A imagem de Thêmis, a deusa da Justiça, está envolta sob densa névoa aqui por nossas plagas. De olhos vendados, segurando a balança da imparcialidade, do equilíbrio e da igualdade da Justiça, a deusa porta ainda a espada da imposição. O nevoeiro surge com os eventos que abalam o conceito da mais sagrada instituição, o Poder Judiciário.
Na semana passada, foram afastados de suas funções por 90 dias o presidente do Tribunal de Justiça da Bahia e outros cinco magistrados em razão de um suposto esquema de venda de decisões judiciais. Aqui e ali aparecem casos sobre ilícitos cometidos por juízes, o que leva o Conselho Nacional de Justiça a instaurar Processo Administrativo Disciplinar. Desde 2009, foram expulsos 58 juízes acusados de receber R$ 137,4 milhões irregularmente.
A onda criminosa propaga-se pelo país, atingindo a Casa da Justiça. É grave. Afinal, o Poder Judiciário é identificado pela virtude da moral, da verdade e da justiça. Esses fatos maculam sua imagem.
Multiplicam-se os impropérios contra magistrados da Alta Corte, alguns marcados como parciais. Nove recursos no Senado pedem impeachment de ministros. O tiroteio chega ao ex-juiz Sérgio Moro, que teria conversado cinco vezes com Paulo Guedes antes do pleito de outubro de 2018 para tratar de sua ida para o Ministério. Ele nega, mas isso é um petardo sobre sua “imparcialidade”.
Nenhuma autoridade pode se escudar no manto sagrado do cargo. O Judiciário há de atentar para comportamentos de seus pares e inaugurar uma nova era de respeito e credibilidade.
Por trás de tudo está o desorganizado Estado brasileiro, com inadequada repartição de recursos e encargos, estrutura deficiente, clientelismo, patrimonialismo, conivência entre políticos e agentes da lei. Há uma teia criminosa nas três instâncias da administração pública.

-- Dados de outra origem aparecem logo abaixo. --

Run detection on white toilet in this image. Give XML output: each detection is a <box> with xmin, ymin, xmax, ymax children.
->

Não se deve tomar a parte pelo todo. Porém, se denúncias atingem nosso mais alto Tribunal, nas instâncias mais baixas a probabilidade é maior.
Em muitos Estados as administrações são influenciadas por costumes políticos. Infelizmente, o juiz já não se cerca daquela aura do passado e já não assume os traços nobres que Bacon descreveu: “os juízes devem ser mais instruídos do que sutis, mais reverendos do que aclamados, mais circunspetos do que audaciosos. Acima de todas as coisas, a integridade é a virtude que na função os caracteriza”.
O rebaixamento da educação, dos padrões técnicos e da qualidade dos recursos humanos se reflete na banalização da vida pública.
O juiz ainda enfrenta um calvário particular determinada pelo caráter dual do Estado brasileiro. De um lado, o Estado liberal, do equilíbrio entre os Poderes, do império do direito e das garantias individuais. De outro, o Estado assistencial, voltado para a expansão dos direitos sociais.
Isso bate na mesa do juiz: enxurradas de demandas repetitivas em questões trabalhistas, tributárias e previdenciárias visando repor direitos. O próprio Estado é quem mais entope as veias do Judiciário, sem condições de atender as demandas de uma sociedade cada vez mais exigente.